L’agriculture et la Politique Agricole Commune (PAC) sont primordiales pour la protection de la biodiversité, mais à ce jour le développement de cette relation est encore insuffisant et demande l’adoption de mesures à une échelle spatiale supérieure (COM/2015/0478). Les tendances récentes de la politique européenne PAC favorisant le développement rural (la compensation pour les zones vertes et écologiques peut inclure des haies vives, des bandes de cultures et autres assimilés), transposées au niveau national et régional, promeuvent des solutions de génie écologique qui couvrent des aspects tels que la protection de l’environnement, la santé et la biodiversité. Il est nécessaire de profiter des politiques régionales existantes, en raison de leur importante contribution au développement rural et aux systèmes de paiement. Jusqu’à présent, la restauration à l’aide de haies et de bandes de végétation a été sporadique. Néanmoins, en 2014 de nouvelles politiques étaient introduites visant à promouvoir ces pratiques d’une manière générique, qui doivent être justifiées et favorisées correctement dans le système de cultures d’oléagineuses au sein de l’espace SUDOE.
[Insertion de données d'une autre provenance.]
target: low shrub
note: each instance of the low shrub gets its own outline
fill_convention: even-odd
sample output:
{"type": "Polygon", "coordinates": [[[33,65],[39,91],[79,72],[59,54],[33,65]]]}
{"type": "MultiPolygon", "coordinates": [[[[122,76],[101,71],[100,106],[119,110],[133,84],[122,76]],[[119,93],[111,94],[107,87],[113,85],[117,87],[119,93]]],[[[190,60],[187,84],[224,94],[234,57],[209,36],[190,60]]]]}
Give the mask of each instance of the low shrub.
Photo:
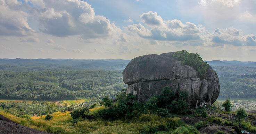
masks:
{"type": "Polygon", "coordinates": [[[176,127],[185,125],[185,123],[177,117],[168,118],[167,119],[167,126],[168,127],[175,129],[176,127]]]}
{"type": "Polygon", "coordinates": [[[222,119],[218,117],[210,116],[207,119],[207,121],[218,124],[222,123],[222,119]]]}
{"type": "Polygon", "coordinates": [[[226,101],[222,103],[222,106],[225,107],[225,110],[226,111],[230,111],[231,107],[232,107],[232,104],[229,100],[229,98],[228,98],[226,99],[226,101]]]}
{"type": "Polygon", "coordinates": [[[237,110],[237,117],[238,118],[243,118],[246,117],[246,114],[244,108],[241,108],[237,110]]]}
{"type": "Polygon", "coordinates": [[[90,106],[90,109],[92,109],[93,108],[95,108],[95,107],[98,106],[98,105],[97,104],[94,104],[92,105],[91,105],[91,106],[90,106]]]}
{"type": "Polygon", "coordinates": [[[197,130],[199,130],[201,129],[201,128],[207,126],[208,124],[208,123],[206,122],[199,121],[199,122],[196,123],[196,124],[194,125],[194,126],[197,128],[197,130]]]}
{"type": "Polygon", "coordinates": [[[218,130],[218,132],[217,132],[217,133],[216,133],[215,134],[225,134],[225,133],[224,132],[223,132],[222,131],[220,131],[220,130],[218,130]]]}
{"type": "Polygon", "coordinates": [[[201,116],[203,117],[206,117],[208,116],[208,114],[207,114],[206,111],[205,111],[202,113],[202,114],[201,114],[201,116]]]}
{"type": "Polygon", "coordinates": [[[83,108],[76,110],[69,113],[73,119],[79,118],[85,118],[89,113],[90,113],[89,108],[88,107],[85,107],[83,108]]]}
{"type": "Polygon", "coordinates": [[[113,108],[107,108],[99,111],[100,117],[108,121],[114,121],[118,118],[118,114],[113,108]]]}
{"type": "Polygon", "coordinates": [[[144,108],[146,109],[156,111],[157,109],[157,104],[158,103],[158,98],[154,97],[150,98],[145,103],[144,108]]]}
{"type": "Polygon", "coordinates": [[[49,120],[52,119],[53,117],[53,115],[51,115],[50,114],[47,114],[47,115],[46,116],[44,119],[46,120],[49,120]]]}
{"type": "Polygon", "coordinates": [[[159,108],[156,111],[156,114],[162,117],[167,116],[170,114],[168,111],[165,108],[159,108]]]}
{"type": "Polygon", "coordinates": [[[179,114],[186,114],[188,111],[188,106],[187,102],[180,99],[173,101],[170,105],[171,112],[179,114]]]}
{"type": "Polygon", "coordinates": [[[194,127],[191,126],[181,126],[177,128],[171,134],[195,134],[200,133],[194,127]]]}
{"type": "Polygon", "coordinates": [[[149,122],[151,121],[158,121],[160,119],[159,116],[153,114],[142,114],[139,117],[139,121],[141,122],[149,122]]]}

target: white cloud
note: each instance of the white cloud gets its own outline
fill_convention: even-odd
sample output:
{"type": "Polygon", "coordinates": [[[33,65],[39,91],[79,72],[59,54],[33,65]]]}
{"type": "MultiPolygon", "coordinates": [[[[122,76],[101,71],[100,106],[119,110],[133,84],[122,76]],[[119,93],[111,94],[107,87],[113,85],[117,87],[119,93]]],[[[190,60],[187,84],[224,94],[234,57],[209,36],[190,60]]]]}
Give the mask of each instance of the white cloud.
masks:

Une correcte gestion du sol agricole est essentielle pour la longévité de sa productivité. Sur de nombreux aspects, la qualité du sol peut être mesurée par son contenu en matières organiques, un indicateur clé de la qualité du sol. Le remplacement du contenu en matières organiques est primordial pour la protection du sol contre l’érosion et même la désertification, des menaces très réelles et importantes dans ce secteur de l’agriculture intensive. C’est un fait que l’ « exploitation » d’un sol fertile à haute teneur en matières organiques, avec une intense gestion qui entraîne la réduction de ces matières, a été une source importante d’émission de CO2 dans l’atmosphère, augmentant l’effet de serre et le réchauffement climatique. Le sol agricole peut être protégé par l’infrastructure, afin d’augmenter son contenu en matières organiques et sa capacité de filtrer et dégrader les agrochimiques et de créer des zones pour les abeilles sauvages nidifiant au sol.